Despite discussion on social media about protesting her visit, nothing materialized when Wynne toured a solar panel installation at Jim and Janet Nauta’s farm near Blenheim, before heading to Chatham to address the annual meeting of AGRIS Solar Co-operative.
It was the Liberals that took away most of the decision-making from communities for approving renewable energy projects, under their Green Energy Act, but Wynne indicated the pendulum is swinging the other way.
“If I could rollback the clock and we could have that kind of involvement from the beginning, I would do that” the premier said.
She noted the government has changed the rules to have more community involvement.
However, Wynne didn’t provide many specifics. She said it’s about making sure community willingness is taken into account to host these projects and there is buy-in . . . “rather than being in a position of reacting to a contract once it’s already in place.”
When asked if there will be much opportunity for buy-in with so many turbines projects already built, Wynne said: “It’s a big province . . . there are projects being looked at in many parts of the province.”
She believes if better buy-in is achieved, “the attitudes will start to shift.”
While industrial turbine projects have raised the ire of many, solar projects have proceeded with relative calm.
AGRIS Solar Co-operative, the first farmer-owned green energy co-op in Ontario, has been followed by 70 others.
Jim Campbell, AGRIS secretary, said, “a solar unit is pretty innocuous, it doesn’t take up much space, nobody can see it from the neighbours . . . so we don’t get the neighbourhood reaction that other kinds of installations get.”
He said AGRIS, which has 231 solar panels dotting virtually every county west of Toronto, received news Wednesday that approval has been granted for permits to build 500 new units.

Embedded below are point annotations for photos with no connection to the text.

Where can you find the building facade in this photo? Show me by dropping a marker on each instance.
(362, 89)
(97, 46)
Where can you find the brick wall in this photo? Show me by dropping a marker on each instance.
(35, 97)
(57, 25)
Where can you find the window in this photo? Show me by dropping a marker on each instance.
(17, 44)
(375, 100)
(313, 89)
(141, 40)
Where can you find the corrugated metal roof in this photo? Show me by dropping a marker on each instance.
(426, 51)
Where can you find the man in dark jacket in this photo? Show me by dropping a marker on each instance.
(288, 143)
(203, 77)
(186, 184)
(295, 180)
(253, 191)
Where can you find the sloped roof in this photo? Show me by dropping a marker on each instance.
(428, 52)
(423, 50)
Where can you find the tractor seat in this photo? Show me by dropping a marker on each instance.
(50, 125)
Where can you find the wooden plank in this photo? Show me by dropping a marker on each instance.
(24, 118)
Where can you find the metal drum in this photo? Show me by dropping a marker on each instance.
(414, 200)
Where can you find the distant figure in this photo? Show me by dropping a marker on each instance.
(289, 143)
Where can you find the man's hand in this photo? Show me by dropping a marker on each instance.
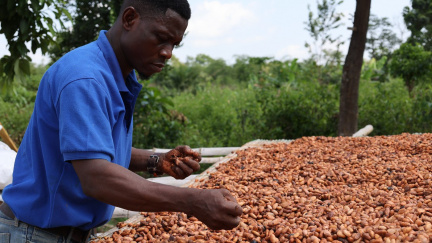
(180, 162)
(217, 208)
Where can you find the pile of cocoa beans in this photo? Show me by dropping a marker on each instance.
(314, 189)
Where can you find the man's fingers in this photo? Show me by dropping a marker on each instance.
(188, 152)
(227, 195)
(195, 166)
(185, 168)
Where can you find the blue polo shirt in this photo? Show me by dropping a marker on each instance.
(83, 110)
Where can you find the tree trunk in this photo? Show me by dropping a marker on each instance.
(348, 109)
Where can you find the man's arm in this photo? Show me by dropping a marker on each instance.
(178, 163)
(115, 185)
(139, 159)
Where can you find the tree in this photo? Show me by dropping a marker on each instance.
(348, 108)
(381, 40)
(24, 21)
(418, 20)
(320, 27)
(90, 17)
(412, 63)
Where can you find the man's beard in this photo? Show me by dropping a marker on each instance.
(143, 76)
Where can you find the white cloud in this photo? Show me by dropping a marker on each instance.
(214, 19)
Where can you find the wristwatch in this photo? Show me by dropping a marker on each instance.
(152, 165)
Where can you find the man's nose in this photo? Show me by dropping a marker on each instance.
(166, 52)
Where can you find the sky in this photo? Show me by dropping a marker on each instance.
(260, 28)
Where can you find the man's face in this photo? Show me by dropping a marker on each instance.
(149, 44)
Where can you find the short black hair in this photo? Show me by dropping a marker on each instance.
(159, 6)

Campbell said these will be constructed in 10-acre “solar gardens” containing 50 solar panels, to be located in the Temiskaming area in northeastern Ontario.

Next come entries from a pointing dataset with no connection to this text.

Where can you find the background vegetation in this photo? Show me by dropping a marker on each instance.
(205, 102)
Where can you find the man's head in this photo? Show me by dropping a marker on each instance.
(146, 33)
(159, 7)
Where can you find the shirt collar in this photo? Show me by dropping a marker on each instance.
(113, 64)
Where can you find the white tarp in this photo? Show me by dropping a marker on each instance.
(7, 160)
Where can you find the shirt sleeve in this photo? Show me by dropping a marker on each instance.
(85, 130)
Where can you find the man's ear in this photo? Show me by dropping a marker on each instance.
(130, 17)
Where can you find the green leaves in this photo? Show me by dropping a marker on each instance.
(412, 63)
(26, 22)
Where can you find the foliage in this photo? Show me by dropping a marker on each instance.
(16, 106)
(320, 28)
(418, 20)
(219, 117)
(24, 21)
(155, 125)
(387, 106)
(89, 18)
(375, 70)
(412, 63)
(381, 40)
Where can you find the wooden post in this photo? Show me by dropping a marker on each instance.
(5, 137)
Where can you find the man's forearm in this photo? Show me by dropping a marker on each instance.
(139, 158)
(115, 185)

This will complete the projects AGRIS plans to build, Campbell said.
“We met our objective of building a co-op of 750 members and so we’re really just building out what our original vision was,” he said.
Campbell noted 90% of members are farmers who each put up $20,000, adding there is no corporate investment, and money was borrowed from Farm Credit Corporation to go forward.
Wynne said she would like to see this community investment transferred to wind turbines.
“This is the kind of model that I think is the best for communities, when people have a vested interest and they feel like they’re part of the project.”
However, the province’s green energy plan has been criticized for increasing energy costs, hindering business expansion and attraction.
Wynne said what she hears from business is Ontario has a competitive tax regime, a well-educated workforce, and a government willing to partner and work with them.
She said higher costs on energy bills are due to investments needed to upgrade the electricity grid, noting 10,000-kilometres of transmission line has been built or replaced.
Wynne said the Liberals found the electrical system to be in “disarray” and neglected when coming into office in 2003.
As for Wednesday’s announcement to drop to debt retirement charge off residential hydro bills by 2016, she said it was a pre-budget announcement.
There has been much speculation the upcoming budget could trigger a spring election.
Wynne said she hopes one of the opposition parties supports the budget, but added if that doesn’t happen “then we’ll go to the people of the province.”